One of the most revealing exchanges brought to light by the Wiki leaks were of Arab leaders urging Americans to attack Iran. “Cut off the head of the snake,” is how the Saudi Ambassador in Washington put it to General Petraeus, for example. That’s the same Saudi Ambassador, by the way, the Iranians then tried to assassinate. Now we know why. 

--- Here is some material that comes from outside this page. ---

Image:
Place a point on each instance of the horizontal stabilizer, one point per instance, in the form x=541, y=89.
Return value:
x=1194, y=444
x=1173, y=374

What we have here is an explosive cocktail of Arab-Persian rivalry that dates back to pre-Islamic times, compounded by the increasingly vicious and violent Sunni-Shiite split, and fueled by an Islamic Republic that to this day remains a revolutionary regime, one eager to expand its power to assume what it considers its rightful place: at the center of the Muslim World. Tehran is thus fanning the flames of violence in neighboring Bahrain, where a majority-Shiite country is controlled by a Sunni-minority. Saudi Arabia, which controls Islam’s holiest sites, Mekka and Medina, has its own, suppressed Shiite minority that make up about 15% of the population. And just to make things more interesting, they happen to reside primarily in the oil-rich Eastern Province of Al-Qatif, just opposite Iran on the other side of the narrow Persian Gulf and right next to Bahrein. Who would really stop a nuclear-armed Iran from “coming to the help” of its Shiite brothers in Saudi Arabia, Bahrein and elsewhere?

Those worried about the risks of doing what it may take to prevent a nuclear-armed Iran, and those risks are real, usually fail to contemplate the equally real and, potentially much more dangerous risks of inaction. Let's just focus on the economic costs alone for a moment. Much has been said and written about how a military strike would lead to a spike in oil prices. Prices, though, would likely return to their previous level after the end of any confrontation. 

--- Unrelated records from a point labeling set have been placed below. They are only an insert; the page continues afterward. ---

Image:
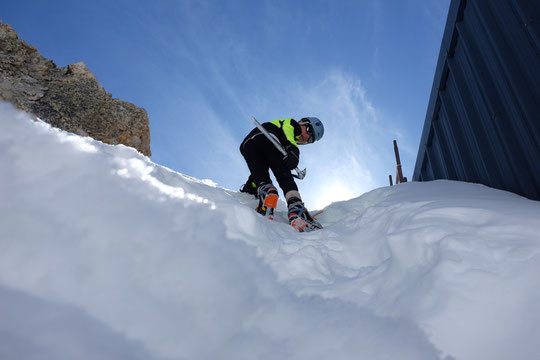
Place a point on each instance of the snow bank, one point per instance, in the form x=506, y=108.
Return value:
x=104, y=254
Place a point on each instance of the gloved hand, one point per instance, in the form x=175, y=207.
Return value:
x=290, y=160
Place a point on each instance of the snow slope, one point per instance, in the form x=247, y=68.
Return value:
x=106, y=255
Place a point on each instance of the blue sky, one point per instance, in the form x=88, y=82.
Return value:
x=202, y=68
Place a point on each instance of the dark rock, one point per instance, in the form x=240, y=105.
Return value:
x=69, y=98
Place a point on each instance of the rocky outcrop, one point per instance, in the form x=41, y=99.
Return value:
x=69, y=98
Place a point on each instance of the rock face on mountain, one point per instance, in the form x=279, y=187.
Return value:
x=69, y=98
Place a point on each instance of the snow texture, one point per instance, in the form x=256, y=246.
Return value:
x=106, y=255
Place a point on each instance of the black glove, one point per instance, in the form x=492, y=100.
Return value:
x=290, y=160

The day after an Iranian atomic test, however, when oil traders will have to factor in all the implications of a nuclear Iran, oil prices will also rise. But given the nature of the problem, this price rise might be permanent. A study by the Washington Institute for Near East Policy, co-authored by Dennis Ross, estimates that once Iran crosses the nuclear threshold, oil prices could rise by 10% to 25% in the first year alone and 30% to 50% within three years. The effects would be much graver, of course, if a nuclear Iran were to take military action against any of its neighbors.

Policy makers, just like business leaders, often focus too much on the immediate implications of their actions. Strategic thinking requires that Europe's leaders also consider the long-term costs of allowing Iran to go nuclear.